Carta del amante que busca en las plazas.
Mi amada, nos encontramos, no importa
dónde, desde el primer momento en que nos vimos se encendió una luz, desde que
vi tu sonrisa y tu mirada quise entrar a un portal para besarte, tocarte, para saber
que eras real, para tener la certeza, para atrapar para siempre un momento tan
bello.
Nos encontramos, no recuerdo
si fue en aquel bar mínimo del Rossio en Lisboa donde servían ginjinha a
1 € o nuestras miradas se cruzaron frente al escaparate de Tiffanny en la esquina de la Quinta y la
57 una mañana en la que Audrey no acudió.

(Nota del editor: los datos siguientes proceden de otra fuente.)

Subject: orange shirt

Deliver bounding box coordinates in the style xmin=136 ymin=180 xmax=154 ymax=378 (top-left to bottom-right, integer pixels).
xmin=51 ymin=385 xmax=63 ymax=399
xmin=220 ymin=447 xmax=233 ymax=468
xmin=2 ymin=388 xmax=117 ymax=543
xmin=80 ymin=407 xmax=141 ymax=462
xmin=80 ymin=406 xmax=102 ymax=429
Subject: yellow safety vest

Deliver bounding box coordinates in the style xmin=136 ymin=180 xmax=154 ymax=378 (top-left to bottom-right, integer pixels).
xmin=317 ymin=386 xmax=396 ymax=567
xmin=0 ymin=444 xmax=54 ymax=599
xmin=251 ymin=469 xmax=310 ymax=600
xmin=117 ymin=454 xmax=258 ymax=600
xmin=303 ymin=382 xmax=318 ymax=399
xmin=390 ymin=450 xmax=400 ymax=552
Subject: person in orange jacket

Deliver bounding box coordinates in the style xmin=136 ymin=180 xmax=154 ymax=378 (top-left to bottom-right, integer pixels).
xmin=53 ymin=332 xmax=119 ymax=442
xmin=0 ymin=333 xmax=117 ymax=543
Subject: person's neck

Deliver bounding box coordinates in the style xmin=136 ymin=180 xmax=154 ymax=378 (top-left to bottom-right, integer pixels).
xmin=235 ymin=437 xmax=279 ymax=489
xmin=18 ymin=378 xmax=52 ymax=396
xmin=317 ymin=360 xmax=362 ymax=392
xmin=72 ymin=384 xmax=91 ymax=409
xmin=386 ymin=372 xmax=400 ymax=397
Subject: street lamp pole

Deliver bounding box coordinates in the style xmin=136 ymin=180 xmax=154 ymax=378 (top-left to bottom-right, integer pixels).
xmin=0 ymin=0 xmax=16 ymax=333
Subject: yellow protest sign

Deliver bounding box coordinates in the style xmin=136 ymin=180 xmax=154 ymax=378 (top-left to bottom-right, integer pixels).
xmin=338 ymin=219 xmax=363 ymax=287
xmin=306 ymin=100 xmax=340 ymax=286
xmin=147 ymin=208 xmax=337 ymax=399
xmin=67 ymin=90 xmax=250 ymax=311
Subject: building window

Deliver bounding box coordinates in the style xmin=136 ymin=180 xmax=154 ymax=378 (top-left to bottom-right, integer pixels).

Quizás nos buscamos en la
calle Madero en México DF camuflados entre poetas mendicantes y ciegos que
cantaban al amor con voces tan desafinadas que me fui a encontrarte en Boca del
Cielo sin saber que estabas al otro lado, en otro mar, en otras profundidades y
silbé mi soledad entre perros vagabundos en una playa del Pacífico y aves
marinas que se reían al pasar por encima del miedo a la oscuridad en una cabaña
que mecía el viento.
Sé que un día te encontré, era una
mañana de cerámica y estaba nublado, busqué tu rostro entre los cirros como un
detective de nubes, imaginándote, atribuyéndote belleza aún sin saber si eras
una entusiasta de las tortugas del Caribe, una contorsionista de un circo ruso
o una afamada cronista de la sociedad de Londres, allí donde los taxistas me
perseguían por no dejar propina y una mujer llegaba a mi cuarto de madrugada,
me contaba que había subido el precio de la langosta, que le habían dado buenas
propinas, que estaba agotada de servir mesas a ciudadanos griegos en viaje de
novios, después nos amábamos y a la mañana ella ya no estaba, siempre pensé que
era un sueño repetido, aún no sé si fue real, por eso, para no repetirlo grité tu nombre por calles y avenidas, por
los pasillos de hoteles con habitaciones oscuras, disfrazado de hombre de las
nieves te busqué sin conocerte, un ciego tanteando en el futuro, un tamborilero
que solo sabe una canción, un titiritero enredado en un cable tendido entre el
Chrysler Building y otro rascacielos sin nombre. Te encontré al final de un largo pasillo que recorrí
descifrando enigmas mientras me esperabas detrás de una puerta, temblando,
anhelante, con una mezcla de miedo y
deseo, tan bella, tan mujer, vestida apenas con una camisa blanca. Aunque ya lo
estaba, me volví más loco por ti, más cuerdo, más pendiente de tu
felicidad, colmado sobre tu cuerpo en una
cama con dosel, fascinado, tan lleno de deseo que temía convertirme en una
fiera, morderte, devorarte, tan excitado estaba, tanto, que temía lastimarte, tú, tan dulce, tan
sensible, con esa piel en la que me ahogaba de placer, explorador entre tus
muslos pero también cuidándote, meciéndote, llenándote de dulzura, mirándote
como te miro, extasiado, temeroso, para no romperte, no herirte, que solo veas
luz y amor. Me descolocas, me mueves el piso, me llevas y me traes, me tienes
entre los dedos, soy un insecto que solo puede volar a tu alrededor pero,
ayúdame, no recuerdo dónde nos encontramos, apenas sé quién eres.
2 comments :
Dice Joe que tal como escribe usted del amor parece imposible pensar que la mujer detrás de la puerta no exista. Dice Joe que esta sería una buena canción. Yo también, gracias por lo escrito. Y felicidades al que abrió la puerta.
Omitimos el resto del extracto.